Le 21 juillet 2026 marque une date charnière pour le continent africain avec l’annonce officielle de la création d’une zone de libre-échange continentale élargie, intégrant désormais six nouveaux pays. Cette avancée, saluée par les observateurs économiques, s’inscrit dans le cadre de la mise en œuvre progressive de l’Accord de libre-échange continental africain (ZLECAf), entré en vigueur en 2021. Selon les dernières données de la Commission économique pour l’Afrique (CEA), cette expansion port sur des économies dynamiques comme le Sénégal, le Rwanda, le Botswana, le Malawi, le Togo et la Gambie, portant à 47 le nombre de pays membres du dispositif. Une étape supplémentaire vers une intégration économique africaine plus poussée, mais qui soulève également des défis structurels persistants.
Une intégration économique en marche, mais confrontée à des freins persistants
L’adhésion de ces six nouveaux États à la ZLECAf représente un signal fort de l’engagement africain envers une intégration économique autonome. Le Rwanda, par exemple, a déjà démontré son potentiel avec une croissance du commerce intra-africain de 15 % en 2025, selon la Banque africaine de développement (BAD). Le Botswana, quant à lui, mise sur ses ressources minières pour dynamiser les échanges avec ses voisins, tandis que le Sénégal, grâce à son secteur agricole et industriel en expansion, pourrait devenir un hub logistique majeur pour l’Afrique de l’Ouest.

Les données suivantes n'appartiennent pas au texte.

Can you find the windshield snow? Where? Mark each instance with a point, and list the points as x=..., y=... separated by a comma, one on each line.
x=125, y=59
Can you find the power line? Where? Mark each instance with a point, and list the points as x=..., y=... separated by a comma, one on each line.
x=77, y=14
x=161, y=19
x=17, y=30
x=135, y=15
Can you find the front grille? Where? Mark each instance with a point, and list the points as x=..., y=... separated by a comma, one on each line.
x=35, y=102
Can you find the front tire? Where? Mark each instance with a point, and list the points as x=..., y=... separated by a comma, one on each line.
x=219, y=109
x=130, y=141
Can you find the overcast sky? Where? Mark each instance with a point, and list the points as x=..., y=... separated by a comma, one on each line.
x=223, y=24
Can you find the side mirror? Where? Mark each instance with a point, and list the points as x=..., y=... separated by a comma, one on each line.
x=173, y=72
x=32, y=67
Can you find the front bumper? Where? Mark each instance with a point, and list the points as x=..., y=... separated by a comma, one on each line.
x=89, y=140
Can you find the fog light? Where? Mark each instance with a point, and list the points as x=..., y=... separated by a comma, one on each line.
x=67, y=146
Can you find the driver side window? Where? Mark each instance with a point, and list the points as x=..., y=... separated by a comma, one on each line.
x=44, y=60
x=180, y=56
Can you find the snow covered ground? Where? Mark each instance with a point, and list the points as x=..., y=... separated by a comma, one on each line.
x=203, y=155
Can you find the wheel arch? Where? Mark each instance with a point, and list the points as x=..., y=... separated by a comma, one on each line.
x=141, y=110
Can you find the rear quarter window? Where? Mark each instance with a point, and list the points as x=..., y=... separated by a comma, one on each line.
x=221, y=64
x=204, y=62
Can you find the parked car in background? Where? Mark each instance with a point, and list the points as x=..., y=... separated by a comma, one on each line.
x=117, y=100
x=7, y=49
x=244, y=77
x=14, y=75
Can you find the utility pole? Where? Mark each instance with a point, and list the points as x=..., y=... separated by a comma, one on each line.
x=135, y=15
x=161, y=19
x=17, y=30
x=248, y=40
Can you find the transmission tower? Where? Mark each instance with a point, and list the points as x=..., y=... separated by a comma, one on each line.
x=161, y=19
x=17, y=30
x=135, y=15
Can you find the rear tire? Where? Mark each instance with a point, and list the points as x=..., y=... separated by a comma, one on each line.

Cependant, malgré ces avancées, des obstacles majeurs subsistent. Les infrastructures de transport, souvent défaillantes, continuent de freiner la fluidité des échanges. La CEA estime que les coûts logistiques en Afrique représentent en moyenne 30 % de la valeur des marchandises, contre 8 % en Europe. De plus, les barrières non tarifaires – normes sanitaires, réglementations douanières complexes – persistent dans plusieurs États, limitant l’impact réel de la ZLECAf. Les économistes soulignent également le défi de l’harmonisation des politiques industrielles, indispensable pour éviter une concurrence déloyale entre les pays membres.
Un contexte géopolitique et sécuritaire qui complique la donne
L’élargissement de la ZLECAf intervient dans un contexte géopolitique particulièrement tendu sur le continent. Les conflits armés, comme ceux qui persistent au Sahel ou en RDC, perturbent les chaînes d’approvisionnement et découragent les investissements étrangers. La CEA rappelle que 12 % des routes commerciales africaines sont actuellement affectées par des instabilités sécuritaires, un chiffre qui pourrait s’aggraver avec les tensions récurrentes en Libye et au Soudan. Par ailleurs, la montée des nationalismes économiques, notamment en Afrique du Sud et au Nigeria, risque de ralentir les négociations sur l’harmonisation des tarifs douaniers.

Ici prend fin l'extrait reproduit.